For a long time, parents are the primary caregivers to children when they experience pain, anxiety or stress. They help children with their emotion regulation. Until adolescence, and sometimes longer, parents play a major role in the psychological functioning of their children at difficult moments. Parents teach their children basic lessons on how to regulate emotions. This is influenced by, for example, the responsiveness of parents and the form of attachment of the children to the parents. Parents are also the emotional coaches of children. By talking about feelings, they learn their child how to regulate these emotions. They also transfer culturally prescribed and valued rules with regard to experience and showing emotions (display rules). A limitation on the help that parents can offer is that they are further developed cognitively and emotionally than their children. For example, if their children are afraid of a ghost, this will not scare the parent. In addition, they will sometimes limit children in their emotions, for example if their emotions are culturally inappropriate at a certain moment. The extent to which parents influence their children and the emotion regulation and the way in which, differs per parent and depends on individual differences between parents. Individual parents differ in their willingness and capacity to respond empathically to their children if they show signs of stress.

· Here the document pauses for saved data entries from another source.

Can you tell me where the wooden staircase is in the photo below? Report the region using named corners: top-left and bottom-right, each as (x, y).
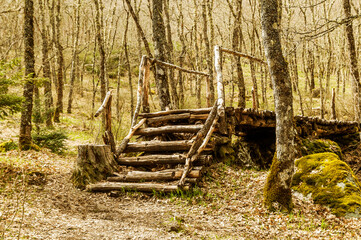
top-left (88, 105), bottom-right (220, 193)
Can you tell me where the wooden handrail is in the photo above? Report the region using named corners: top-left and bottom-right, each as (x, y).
top-left (178, 101), bottom-right (219, 187)
top-left (219, 46), bottom-right (267, 65)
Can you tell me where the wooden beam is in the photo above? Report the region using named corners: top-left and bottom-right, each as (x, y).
top-left (87, 182), bottom-right (181, 192)
top-left (220, 47), bottom-right (267, 65)
top-left (135, 125), bottom-right (203, 136)
top-left (117, 154), bottom-right (212, 166)
top-left (94, 90), bottom-right (113, 117)
top-left (139, 108), bottom-right (211, 118)
top-left (124, 140), bottom-right (213, 153)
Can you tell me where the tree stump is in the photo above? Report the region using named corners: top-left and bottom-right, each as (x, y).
top-left (71, 145), bottom-right (118, 189)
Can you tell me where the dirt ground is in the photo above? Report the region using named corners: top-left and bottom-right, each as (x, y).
top-left (2, 148), bottom-right (361, 240)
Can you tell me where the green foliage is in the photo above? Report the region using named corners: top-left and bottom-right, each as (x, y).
top-left (293, 153), bottom-right (361, 217)
top-left (0, 58), bottom-right (23, 118)
top-left (0, 139), bottom-right (18, 152)
top-left (32, 130), bottom-right (68, 154)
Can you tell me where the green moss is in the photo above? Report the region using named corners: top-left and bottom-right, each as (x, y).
top-left (264, 153), bottom-right (293, 213)
top-left (216, 144), bottom-right (236, 166)
top-left (292, 152), bottom-right (361, 217)
top-left (300, 139), bottom-right (342, 159)
top-left (0, 139), bottom-right (18, 152)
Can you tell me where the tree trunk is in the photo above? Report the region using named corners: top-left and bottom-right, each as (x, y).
top-left (93, 0), bottom-right (107, 119)
top-left (261, 0), bottom-right (295, 212)
top-left (152, 0), bottom-right (171, 110)
top-left (53, 0), bottom-right (64, 123)
top-left (39, 0), bottom-right (53, 128)
top-left (19, 0), bottom-right (35, 150)
top-left (202, 0), bottom-right (214, 105)
top-left (67, 0), bottom-right (81, 114)
top-left (343, 0), bottom-right (361, 122)
top-left (71, 145), bottom-right (118, 189)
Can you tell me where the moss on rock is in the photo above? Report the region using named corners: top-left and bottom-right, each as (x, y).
top-left (292, 152), bottom-right (361, 218)
top-left (300, 139), bottom-right (342, 159)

Emotional development: peers
The relationship between children and their parents is symmetrical because both partners have about the same amount of social power. Relationships with peers, such as classmates, are often involuntary and many are not close, meaning that they do not share intimate thoughts or activities with each other. Yet peers seem to have an important influence on the emotional development of children. First of all, peers seem to be in a better position to understand each other's emotional lives than parents or children of other ages by the same age. Secondly, peers form a group. Being together with a group can reinforce some children's emotions, such as laughter at school and joint activities and or fears. As a group, children and adolescents create a culture with their own norms and values.
In groups of peers, the norm now seems to be to reduce the expression of emotions in many situations. Empirical research shows that children indicate that they only report anxiety and pain to their peers if it occurred to an extreme extent or if it was visible from the outside, such as a wound or bleeding. Primary school children expect more negative reactions if they show fear or sadness in their peers than in their parents. These rules appear to occur not only in fear and sadness but also in anger. This standard appears to be particularly strict with boys.
There are two possible ways in which peers can ensure that a culture is created and preserved in which the expression of emotions is muted. One method is teasing and bullying, a method that occurs in children who go to school. The other mechanism is more indirect: through gossip. Peers tend to reject children who do not fit their rules about showing emotions.
Emotional development: friendship
Friendship is often only distinguished from relationships with 'normal peers' in the pre-adolescence phase, because friendship then reaches a new level of intimacy. A difference between friends and peers is that friends choose each other. Friendships are therefore voluntary relationships that are generally based on mutual sympathy. Friends who are close can help each other to see which feelings are 'appropriate' and which are not. They also learn what expectations go with a friendship, such as 'being there for your friend when he or she needs you'. In addition, close friends also learn how to deal with disagreements. Also, children learn to deal with feelings of competition in friendship. Friendships are vulnerable because we voluntarily choose our friends. Anger, jealousy and other negative emotions can cause a friendship to change or end.
Conclusion
Many of the studies have been conducted in Western industrialized countries. This limits the generalizability of the results. A further limitation is that many studies have used self-reporting. These self-reports are not objective and the reports may be biased because, for example, social desirability. In the last ten years there has been a large number of studies on emotional development. It is now time to delve deeper into these studies and the material studied. It is time to make a distinction between the various components of emotions and to look into the development of attention and physiological components of emotions in future research.